As we compare these two types of areas, we can very clearly see how massive the response rate disparities between them are.

Surely, these will be assuaged to some degree once in-person operations ramp up again - but there is no telling how much (or how little) this gap will thin.

State Case Studies

We will now conduct this same analysis for each of the fifty states, plus the District of Columbia.

Some of these states rely heavily on in-person enumeration (and thus will provide robust data), while some barely depend on it. The former category of state is more interesting to us, but we will show all of the states in alphabetical order for the sake of being thorough.

For each state, we will show these same graphs, and provide a list of any tracts in the state that rely entirely on in-person enumeration.
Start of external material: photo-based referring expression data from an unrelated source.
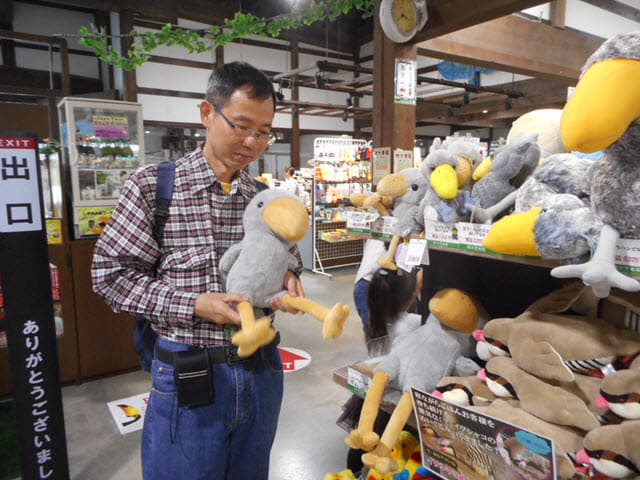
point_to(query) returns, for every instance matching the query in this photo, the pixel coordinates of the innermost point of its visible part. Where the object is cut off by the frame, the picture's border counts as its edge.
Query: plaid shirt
(203, 223)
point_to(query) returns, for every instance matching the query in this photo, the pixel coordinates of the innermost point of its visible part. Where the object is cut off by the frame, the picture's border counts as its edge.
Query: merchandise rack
(326, 254)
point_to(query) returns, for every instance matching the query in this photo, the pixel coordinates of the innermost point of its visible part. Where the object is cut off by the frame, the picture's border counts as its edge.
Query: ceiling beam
(514, 44)
(618, 8)
(446, 16)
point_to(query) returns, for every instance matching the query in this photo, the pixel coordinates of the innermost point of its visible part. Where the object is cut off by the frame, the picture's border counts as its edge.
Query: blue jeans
(229, 439)
(360, 299)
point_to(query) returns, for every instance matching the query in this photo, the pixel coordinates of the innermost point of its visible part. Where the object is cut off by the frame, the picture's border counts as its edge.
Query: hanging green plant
(241, 25)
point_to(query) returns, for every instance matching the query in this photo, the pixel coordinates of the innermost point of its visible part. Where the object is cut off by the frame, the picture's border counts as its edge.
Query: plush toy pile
(562, 371)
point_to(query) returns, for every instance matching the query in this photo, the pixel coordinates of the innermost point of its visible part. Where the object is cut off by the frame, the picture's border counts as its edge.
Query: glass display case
(101, 149)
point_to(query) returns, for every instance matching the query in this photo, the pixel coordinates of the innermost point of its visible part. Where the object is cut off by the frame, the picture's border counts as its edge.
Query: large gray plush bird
(407, 189)
(566, 226)
(256, 267)
(511, 165)
(603, 113)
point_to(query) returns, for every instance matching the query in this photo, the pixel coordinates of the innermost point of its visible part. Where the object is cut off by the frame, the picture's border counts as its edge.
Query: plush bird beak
(393, 185)
(482, 169)
(604, 103)
(444, 180)
(287, 218)
(463, 169)
(513, 235)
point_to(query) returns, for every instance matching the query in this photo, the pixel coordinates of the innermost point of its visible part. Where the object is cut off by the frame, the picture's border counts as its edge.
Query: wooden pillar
(295, 96)
(394, 125)
(129, 76)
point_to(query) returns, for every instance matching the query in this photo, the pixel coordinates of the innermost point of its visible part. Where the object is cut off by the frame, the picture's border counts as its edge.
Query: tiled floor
(308, 443)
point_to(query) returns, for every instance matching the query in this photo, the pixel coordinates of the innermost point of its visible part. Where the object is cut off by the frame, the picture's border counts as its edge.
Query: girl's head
(390, 293)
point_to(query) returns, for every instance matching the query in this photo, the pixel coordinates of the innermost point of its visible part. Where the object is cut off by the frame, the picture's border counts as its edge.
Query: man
(217, 419)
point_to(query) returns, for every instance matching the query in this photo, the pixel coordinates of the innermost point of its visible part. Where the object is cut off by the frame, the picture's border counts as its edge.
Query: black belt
(224, 354)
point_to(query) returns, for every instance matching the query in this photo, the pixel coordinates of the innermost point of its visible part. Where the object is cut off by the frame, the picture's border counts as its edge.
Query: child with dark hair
(390, 295)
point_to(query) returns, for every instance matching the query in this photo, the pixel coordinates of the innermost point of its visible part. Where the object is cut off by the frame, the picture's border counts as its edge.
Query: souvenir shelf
(102, 143)
(342, 167)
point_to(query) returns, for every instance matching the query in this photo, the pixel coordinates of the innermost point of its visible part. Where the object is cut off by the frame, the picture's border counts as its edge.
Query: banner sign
(28, 307)
(462, 444)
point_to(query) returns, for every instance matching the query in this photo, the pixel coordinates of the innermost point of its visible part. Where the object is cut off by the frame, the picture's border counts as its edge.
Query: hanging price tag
(417, 254)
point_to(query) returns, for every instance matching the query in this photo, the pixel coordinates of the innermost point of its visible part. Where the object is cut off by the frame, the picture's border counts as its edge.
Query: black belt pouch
(194, 378)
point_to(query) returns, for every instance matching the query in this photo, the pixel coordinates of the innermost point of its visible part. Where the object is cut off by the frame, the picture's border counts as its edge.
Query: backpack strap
(164, 191)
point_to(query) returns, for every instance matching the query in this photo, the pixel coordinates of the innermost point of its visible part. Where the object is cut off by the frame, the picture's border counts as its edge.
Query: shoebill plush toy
(604, 113)
(256, 267)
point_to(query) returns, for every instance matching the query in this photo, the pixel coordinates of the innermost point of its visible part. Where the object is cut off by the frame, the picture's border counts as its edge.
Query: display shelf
(102, 144)
(340, 169)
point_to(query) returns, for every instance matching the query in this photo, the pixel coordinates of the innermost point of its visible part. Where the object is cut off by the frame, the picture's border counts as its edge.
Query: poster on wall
(462, 444)
(402, 159)
(381, 163)
(92, 220)
(110, 126)
(405, 81)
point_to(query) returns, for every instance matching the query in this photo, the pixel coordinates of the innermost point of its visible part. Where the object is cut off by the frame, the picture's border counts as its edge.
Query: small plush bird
(256, 267)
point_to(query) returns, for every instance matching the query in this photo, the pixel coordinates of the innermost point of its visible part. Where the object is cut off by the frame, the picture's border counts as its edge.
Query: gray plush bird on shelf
(256, 267)
(566, 226)
(603, 113)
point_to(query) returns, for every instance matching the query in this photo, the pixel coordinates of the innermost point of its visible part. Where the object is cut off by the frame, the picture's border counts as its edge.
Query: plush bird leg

I recommend CUNY's Hard to Count map for visualizing and analyzing individual tracts.

Keep in mind - we can easily do this analysis for a smaller region within a state or a group of states almost instantly - email me any time at benjamin.livingston@columbia.edu if you'd like to see these results for your region, too.

NewsCounts provides countless data & research resources that make telling these stories easy - just drop us a line and we'll be happy to help.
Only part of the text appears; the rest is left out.